Dr. Mauricio Ulloa – Chile
Mauricio Ulloa is the Chief of the Aquatic Animal Rescue and Conservation Unit within the National Fisheries and Aquaculture Service of Chile, which was recently established in 2013. Similar to the Marine Mammal Health and Stranding Response Program of the National Marine Fisheries Service here in the United States, the Unit coordinates the rescue, rehabilitation, and release of stranded aquatic animals nationwide, and trains veterinary professionals in marine mammal medicine and necropsy.
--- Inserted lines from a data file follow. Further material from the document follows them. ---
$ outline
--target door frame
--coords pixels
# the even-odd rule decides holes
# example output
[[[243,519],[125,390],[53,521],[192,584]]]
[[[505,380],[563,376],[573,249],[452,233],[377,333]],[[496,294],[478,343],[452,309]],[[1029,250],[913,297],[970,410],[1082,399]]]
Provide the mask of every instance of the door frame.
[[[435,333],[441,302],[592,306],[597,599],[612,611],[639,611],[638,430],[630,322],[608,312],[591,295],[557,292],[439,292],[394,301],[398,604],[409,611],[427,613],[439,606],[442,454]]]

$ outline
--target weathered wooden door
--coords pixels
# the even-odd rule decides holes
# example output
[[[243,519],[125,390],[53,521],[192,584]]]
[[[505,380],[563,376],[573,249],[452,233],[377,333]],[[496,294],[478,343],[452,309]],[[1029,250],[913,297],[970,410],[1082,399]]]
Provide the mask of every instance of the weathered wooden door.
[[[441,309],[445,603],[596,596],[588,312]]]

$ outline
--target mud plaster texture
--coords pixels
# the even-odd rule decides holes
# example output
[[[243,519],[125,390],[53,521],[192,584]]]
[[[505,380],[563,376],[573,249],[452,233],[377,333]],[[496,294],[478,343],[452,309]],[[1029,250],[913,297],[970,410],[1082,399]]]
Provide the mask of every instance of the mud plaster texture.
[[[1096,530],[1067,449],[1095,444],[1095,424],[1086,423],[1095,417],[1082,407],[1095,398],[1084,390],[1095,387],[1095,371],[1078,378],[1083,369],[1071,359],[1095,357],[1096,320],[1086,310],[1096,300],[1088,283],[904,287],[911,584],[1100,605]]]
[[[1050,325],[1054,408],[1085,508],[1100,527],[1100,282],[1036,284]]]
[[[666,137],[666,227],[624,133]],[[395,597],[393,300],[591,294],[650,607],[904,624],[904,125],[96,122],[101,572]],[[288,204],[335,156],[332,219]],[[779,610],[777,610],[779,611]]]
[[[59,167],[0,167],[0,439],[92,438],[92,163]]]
Mauricio received his veterinary degree from the University of Chile, as well as a Master’s of Science in Medical Parasitology from the University of London.
Mauricio was the Center’s first International Vet In-Residence, and during his three-month residency he participated in all aspects of the Center’s operations: working on clinics and in necropsy, volunteering with animal care crews, and rescuing animals at our satellite facilities in San Luis Obispo and Monterey.
Dra. Josefina Gutiérrez – Chile
Josefina Gutiérrez received her veterinary degree from the University of Chile. During veterinary school, she started working as a volunteer at a marine animal rescue center inside the Buin Zoo in Santiago.
At the center she worked with a variety of marine species, including two species of phocids, three species of otariids, three species of penguins, cetaceans, and sea turtles. After she graduated, she started working at the same place as their official vet until 2013, when she started looking for post-graduate programs to learn more.
As Josefina has always had a passion for wildlife and conservation, she has participated in field research studying infectious disease in Uruguay, working with an environmental consultancy in Chile, and has participated in multiple courses and conferences related to marine conservation all over the world.
The International Veterinary Fellowship Program was formerly known as the International Veterinary In-Residence program.